Tali radiazioni, infatti, trasportano sufficiente energia per ionizzare atomi o molecole (ovvero, in fisica, per rimuovere completamente un elettrone da un atomo o molecola).
I router Wi-Fi trasmettono informazioni utilizzando radiazioni non ionizzanti: ciò significa che la lunghezza d'onda è inferiore a quella della luce (spettro ottico, visibile) ed, in questi casi, non vi sono rischi di alterazione delle molecole. Un'analoga osservazione può essere quindi fatta non soltanto per le microonde (caso del Wi-Fi) ma anche per l'infrarosso e le onde radio.
Per quanto sin qui illustrato, allo stato attuale l'utilizzo di connessioni Wi-Fi non sembra poter avere alcuna conseguenza negativa sulla salute.
Precauzioni maggiori dovrebbero essere poste in esse, piuttosto, sull'utilizzo dei telefoni cellulari, soprattutto in considerazione del fatto che – normalmente – si tratta di oggetti che vengono mantenuti per lungo tempo a contatto con la testa e quindi a brevissima
distanza da un organo vitale qual è il cervello. Basti pensare che la
“dose” di radiazioni assorbita dal corpo umano durante una chiamata di 20 minuti è pari a quella che si assorbirebbe in un intero anno ponendosi in un'area coperta da una rete Wi-Fi Le radiazioni complessivamente emesse da venti notebook con Wi- Fi attivato e due router wireless possono essere paragonate, più o meno, a quelle propagate da un unico telefono cellulare. Un router Wi-Fi non è mai posto troppo vicino al corpo e spesso, addirittura, si trova in un altro locale (basti ricordare la legge dell'inverso del quadrato e tenere in considerazione il fatto che, ad esempio, le pareti riducono di molto la potenza del segnale).

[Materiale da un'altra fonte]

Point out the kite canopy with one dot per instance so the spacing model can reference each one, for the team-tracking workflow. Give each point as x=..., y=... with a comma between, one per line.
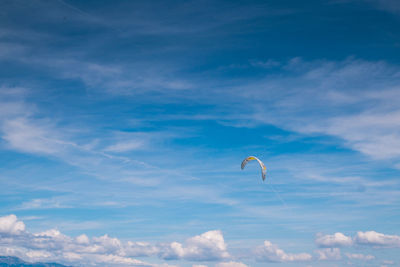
x=263, y=168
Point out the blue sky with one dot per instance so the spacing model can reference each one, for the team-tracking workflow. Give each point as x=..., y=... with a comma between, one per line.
x=123, y=125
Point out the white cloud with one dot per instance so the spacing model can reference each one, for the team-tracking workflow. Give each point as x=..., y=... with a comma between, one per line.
x=230, y=264
x=205, y=247
x=125, y=146
x=360, y=256
x=52, y=245
x=335, y=240
x=329, y=254
x=377, y=239
x=11, y=225
x=271, y=252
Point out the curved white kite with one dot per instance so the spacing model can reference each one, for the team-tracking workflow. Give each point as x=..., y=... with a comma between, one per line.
x=263, y=168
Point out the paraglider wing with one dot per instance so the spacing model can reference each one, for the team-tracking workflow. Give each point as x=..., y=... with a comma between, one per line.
x=263, y=168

A scopo meramente precauzionale, può essere ragionevole non sedersi a meno di un metro di distanza dal router Wi-Fi e non tenere, ad esempio, il portatile appoggiato sulle gambe mentre lo si utilizza.
In definitiva, allo stato attuale, non vi sono motivi per ritenere che le connessioni Wi-Fi possano avere un impatto negativo sulla salute. I router Wi-Fi, le schede wireless, le antenne Wi-Fi installate negli smartphone e nei tablet, come precedentemente evidenziato, emettono radiazioni non ionizzanti: non modificano cioè la struttura delle molecole né tanto meno alterano cellule e DNA ma interagiscono con i tessuti umani solamente attraverso la generazione di calore. Ad un'intensità bassa, insomma, le onde elettromagnetiche non ionizzanti non rappresentano alcun pericolo perché ingenerano troppo poco calore per scaldare in modo significativo un tessuto.
Aumentando l'intensità posso aumentare i danni da surriscaldamento ma quelli dovuti alla ionizzazione rimangono sempre assenti nel caso di radiazioni non ionizzanti come quelle di un cellulare, di un router Wi-Fi o di un'antenna WLAN.